Senescence

What separates death and immortality? Money.

Around the world researchers are working on discovering what causes ageing and what could mitigate it. The name that springs to mind that best represents all this effort is Aubrey de Grey, a biomedical gerontologist and funny looking fellow who ironically looks a lot older than he actually is. In his view what determines the pace of research and the discovery of therapies that could not only prolong life, but vastly improve its quality by eliminating major degenerative diseases, is funding.

As they say, time is money, and when it comes to research time actually contracts when you throw money at it.

The problem Grey and his colleagues face is not directly the lack of money, however. It is the people who control it. Most of them are fairly advanced in years, and so may not be so inclined to invest either their own money or divert state money that might otherwise be used to fulfil election promises and thereby get them elected again.

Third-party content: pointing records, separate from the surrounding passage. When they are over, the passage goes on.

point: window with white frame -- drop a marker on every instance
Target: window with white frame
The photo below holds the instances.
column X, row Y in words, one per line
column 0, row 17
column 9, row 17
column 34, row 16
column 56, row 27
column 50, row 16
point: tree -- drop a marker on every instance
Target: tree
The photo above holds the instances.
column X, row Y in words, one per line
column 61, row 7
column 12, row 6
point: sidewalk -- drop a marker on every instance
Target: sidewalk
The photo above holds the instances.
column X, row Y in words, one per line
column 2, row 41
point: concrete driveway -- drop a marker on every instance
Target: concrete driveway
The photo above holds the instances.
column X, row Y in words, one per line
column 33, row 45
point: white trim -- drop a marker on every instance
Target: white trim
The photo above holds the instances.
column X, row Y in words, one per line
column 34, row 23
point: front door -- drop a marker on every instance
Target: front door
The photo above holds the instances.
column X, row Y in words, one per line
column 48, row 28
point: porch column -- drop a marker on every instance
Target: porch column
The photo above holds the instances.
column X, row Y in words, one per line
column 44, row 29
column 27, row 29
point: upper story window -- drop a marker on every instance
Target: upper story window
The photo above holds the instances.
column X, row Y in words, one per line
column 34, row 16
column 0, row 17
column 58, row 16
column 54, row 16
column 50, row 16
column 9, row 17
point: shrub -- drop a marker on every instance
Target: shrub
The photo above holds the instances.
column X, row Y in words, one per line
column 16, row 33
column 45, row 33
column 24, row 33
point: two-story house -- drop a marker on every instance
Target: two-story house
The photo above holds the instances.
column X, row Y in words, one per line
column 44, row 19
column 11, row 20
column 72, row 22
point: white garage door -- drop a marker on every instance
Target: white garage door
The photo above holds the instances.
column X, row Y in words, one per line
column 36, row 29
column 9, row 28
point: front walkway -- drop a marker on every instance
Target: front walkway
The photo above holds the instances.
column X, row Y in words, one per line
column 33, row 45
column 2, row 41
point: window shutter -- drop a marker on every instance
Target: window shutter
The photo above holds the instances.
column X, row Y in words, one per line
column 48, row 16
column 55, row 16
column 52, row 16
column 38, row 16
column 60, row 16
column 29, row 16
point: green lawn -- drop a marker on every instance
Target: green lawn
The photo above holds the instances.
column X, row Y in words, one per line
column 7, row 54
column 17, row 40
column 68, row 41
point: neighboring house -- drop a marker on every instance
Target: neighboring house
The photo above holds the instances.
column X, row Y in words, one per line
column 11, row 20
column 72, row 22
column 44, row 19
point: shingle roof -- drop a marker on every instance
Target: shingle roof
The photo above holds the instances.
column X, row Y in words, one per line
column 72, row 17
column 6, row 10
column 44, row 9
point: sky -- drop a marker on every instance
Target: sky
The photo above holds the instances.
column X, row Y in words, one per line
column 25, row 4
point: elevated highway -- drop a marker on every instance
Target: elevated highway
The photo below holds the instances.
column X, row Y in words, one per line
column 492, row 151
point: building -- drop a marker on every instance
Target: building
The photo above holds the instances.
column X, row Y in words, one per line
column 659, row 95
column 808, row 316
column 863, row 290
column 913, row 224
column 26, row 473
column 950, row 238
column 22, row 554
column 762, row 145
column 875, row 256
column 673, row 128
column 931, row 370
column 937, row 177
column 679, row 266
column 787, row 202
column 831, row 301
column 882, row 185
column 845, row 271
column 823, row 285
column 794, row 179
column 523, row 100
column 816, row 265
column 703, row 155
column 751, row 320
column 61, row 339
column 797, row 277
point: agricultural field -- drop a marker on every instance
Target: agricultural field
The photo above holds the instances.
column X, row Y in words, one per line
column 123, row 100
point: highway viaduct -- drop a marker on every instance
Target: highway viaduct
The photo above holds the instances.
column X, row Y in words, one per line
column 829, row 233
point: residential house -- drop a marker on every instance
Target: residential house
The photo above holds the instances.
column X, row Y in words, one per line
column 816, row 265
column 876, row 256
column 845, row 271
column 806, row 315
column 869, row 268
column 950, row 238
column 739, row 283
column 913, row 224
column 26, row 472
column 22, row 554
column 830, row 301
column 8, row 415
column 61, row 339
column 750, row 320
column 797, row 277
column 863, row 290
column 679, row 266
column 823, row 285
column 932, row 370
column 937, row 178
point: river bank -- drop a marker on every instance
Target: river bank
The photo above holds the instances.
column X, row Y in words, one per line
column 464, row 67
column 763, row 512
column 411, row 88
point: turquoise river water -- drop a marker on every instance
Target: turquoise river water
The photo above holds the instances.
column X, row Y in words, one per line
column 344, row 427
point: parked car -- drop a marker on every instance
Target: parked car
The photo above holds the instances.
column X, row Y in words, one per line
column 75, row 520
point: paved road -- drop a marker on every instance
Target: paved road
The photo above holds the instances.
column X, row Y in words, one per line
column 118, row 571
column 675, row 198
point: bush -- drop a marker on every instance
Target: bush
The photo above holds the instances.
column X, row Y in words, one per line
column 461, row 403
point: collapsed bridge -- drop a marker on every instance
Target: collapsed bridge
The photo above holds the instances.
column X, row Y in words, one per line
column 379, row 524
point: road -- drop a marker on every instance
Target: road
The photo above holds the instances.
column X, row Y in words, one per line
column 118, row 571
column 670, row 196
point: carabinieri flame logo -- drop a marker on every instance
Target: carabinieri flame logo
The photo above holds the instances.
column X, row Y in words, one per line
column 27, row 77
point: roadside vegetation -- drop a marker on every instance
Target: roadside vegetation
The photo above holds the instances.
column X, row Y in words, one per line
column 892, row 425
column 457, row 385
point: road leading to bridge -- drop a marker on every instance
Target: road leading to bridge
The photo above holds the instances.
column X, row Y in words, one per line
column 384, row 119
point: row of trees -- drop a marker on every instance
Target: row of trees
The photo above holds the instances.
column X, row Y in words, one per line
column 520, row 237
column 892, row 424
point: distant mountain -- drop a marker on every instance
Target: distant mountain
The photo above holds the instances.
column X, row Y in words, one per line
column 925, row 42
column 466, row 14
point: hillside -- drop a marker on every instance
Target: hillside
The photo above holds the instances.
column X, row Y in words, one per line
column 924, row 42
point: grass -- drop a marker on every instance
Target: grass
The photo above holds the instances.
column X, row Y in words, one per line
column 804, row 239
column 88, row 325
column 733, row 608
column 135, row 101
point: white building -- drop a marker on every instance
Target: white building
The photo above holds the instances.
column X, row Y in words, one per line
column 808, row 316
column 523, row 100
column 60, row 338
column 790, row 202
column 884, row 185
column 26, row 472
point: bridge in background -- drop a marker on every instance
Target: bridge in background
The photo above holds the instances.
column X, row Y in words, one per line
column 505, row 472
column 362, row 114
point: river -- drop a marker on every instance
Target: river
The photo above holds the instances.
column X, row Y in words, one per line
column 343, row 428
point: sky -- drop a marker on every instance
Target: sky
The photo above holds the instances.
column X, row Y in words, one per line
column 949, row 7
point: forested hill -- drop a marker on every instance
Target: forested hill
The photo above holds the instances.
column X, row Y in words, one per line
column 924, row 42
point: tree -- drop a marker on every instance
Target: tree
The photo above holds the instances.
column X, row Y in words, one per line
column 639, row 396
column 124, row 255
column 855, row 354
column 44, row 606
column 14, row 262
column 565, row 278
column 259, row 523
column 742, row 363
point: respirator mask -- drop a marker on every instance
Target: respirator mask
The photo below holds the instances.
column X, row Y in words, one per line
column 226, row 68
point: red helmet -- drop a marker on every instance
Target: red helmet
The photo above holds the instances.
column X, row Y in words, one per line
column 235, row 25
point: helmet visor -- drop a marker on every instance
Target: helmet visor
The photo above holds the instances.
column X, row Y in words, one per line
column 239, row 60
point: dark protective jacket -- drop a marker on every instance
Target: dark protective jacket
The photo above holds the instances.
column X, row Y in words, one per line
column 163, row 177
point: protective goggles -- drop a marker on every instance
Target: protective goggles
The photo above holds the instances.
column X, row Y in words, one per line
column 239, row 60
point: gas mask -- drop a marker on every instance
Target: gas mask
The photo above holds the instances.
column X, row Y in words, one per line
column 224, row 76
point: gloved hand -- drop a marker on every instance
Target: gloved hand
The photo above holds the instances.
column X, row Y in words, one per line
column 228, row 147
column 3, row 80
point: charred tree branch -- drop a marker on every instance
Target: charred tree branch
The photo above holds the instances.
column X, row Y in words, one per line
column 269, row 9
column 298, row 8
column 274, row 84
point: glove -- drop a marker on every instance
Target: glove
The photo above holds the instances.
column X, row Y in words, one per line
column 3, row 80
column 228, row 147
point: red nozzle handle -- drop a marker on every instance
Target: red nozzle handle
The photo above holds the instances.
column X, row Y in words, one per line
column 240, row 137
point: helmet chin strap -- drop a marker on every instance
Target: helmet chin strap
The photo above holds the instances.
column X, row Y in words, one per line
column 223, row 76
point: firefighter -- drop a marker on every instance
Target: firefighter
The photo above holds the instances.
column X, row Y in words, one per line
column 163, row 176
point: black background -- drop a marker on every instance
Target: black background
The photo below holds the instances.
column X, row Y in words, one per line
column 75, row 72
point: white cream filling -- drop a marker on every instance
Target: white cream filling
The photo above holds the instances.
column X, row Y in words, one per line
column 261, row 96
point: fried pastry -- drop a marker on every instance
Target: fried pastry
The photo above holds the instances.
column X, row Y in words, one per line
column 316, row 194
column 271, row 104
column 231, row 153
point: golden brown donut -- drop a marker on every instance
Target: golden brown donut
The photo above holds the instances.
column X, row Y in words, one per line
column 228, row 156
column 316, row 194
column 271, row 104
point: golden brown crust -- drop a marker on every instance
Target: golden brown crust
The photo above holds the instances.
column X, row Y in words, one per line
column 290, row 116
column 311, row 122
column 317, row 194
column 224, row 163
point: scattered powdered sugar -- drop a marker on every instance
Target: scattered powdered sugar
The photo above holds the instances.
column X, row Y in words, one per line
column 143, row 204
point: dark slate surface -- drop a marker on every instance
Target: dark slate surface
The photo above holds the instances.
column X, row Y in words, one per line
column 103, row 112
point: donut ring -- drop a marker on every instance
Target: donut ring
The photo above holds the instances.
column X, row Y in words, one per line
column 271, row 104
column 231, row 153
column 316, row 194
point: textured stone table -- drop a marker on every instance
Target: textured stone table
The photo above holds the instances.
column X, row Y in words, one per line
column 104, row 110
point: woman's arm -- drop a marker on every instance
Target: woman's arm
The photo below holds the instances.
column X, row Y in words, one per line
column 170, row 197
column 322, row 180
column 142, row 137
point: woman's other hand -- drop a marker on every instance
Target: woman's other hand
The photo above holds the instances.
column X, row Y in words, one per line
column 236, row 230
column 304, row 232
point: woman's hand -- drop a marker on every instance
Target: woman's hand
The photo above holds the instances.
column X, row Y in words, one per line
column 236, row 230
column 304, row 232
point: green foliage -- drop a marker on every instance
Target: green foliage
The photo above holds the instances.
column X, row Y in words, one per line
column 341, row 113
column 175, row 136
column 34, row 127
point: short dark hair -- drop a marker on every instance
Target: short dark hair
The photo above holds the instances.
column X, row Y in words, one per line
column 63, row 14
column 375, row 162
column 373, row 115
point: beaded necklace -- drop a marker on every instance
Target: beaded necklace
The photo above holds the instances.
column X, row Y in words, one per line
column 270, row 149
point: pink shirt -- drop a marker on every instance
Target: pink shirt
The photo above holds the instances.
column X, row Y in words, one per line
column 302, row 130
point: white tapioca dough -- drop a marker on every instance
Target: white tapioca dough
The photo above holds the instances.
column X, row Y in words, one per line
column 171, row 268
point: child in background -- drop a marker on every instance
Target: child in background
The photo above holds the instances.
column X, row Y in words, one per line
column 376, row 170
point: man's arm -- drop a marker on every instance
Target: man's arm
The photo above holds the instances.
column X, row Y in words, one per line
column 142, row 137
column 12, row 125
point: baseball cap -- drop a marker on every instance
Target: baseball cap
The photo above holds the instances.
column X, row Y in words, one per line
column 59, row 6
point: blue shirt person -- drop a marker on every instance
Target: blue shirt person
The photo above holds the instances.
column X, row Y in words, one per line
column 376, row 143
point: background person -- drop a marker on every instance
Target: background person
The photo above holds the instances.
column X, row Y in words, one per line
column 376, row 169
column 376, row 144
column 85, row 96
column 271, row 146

This is where the youth of today need to do some reckoning. Why vote for old-guard politicians who increase military spending? Where will that get you? Vote for politicians who will divert funding from the military to anti-senescence research. The prize is there, long life, and probably immortality if we want it eventually. Grey believes the first perosn to live to a 1000 is already 60 (he said this about 5 years ago in fact). With the right therapies, we would get old much more slowly and much more healthily, without the more debilitating degenerative diseases, staying one step ahead of death.

Some will be sceptical. But if we must throw our money away, then the youth of the world should opt to throw it at anti-senescence research, not military spending.  The science of anti-senescence is encouraging and progressing yearly, so it makes sense for youth to speed it up so that even perhaps those currently pessimistic may in fact live to see the benefits in the not too distant future.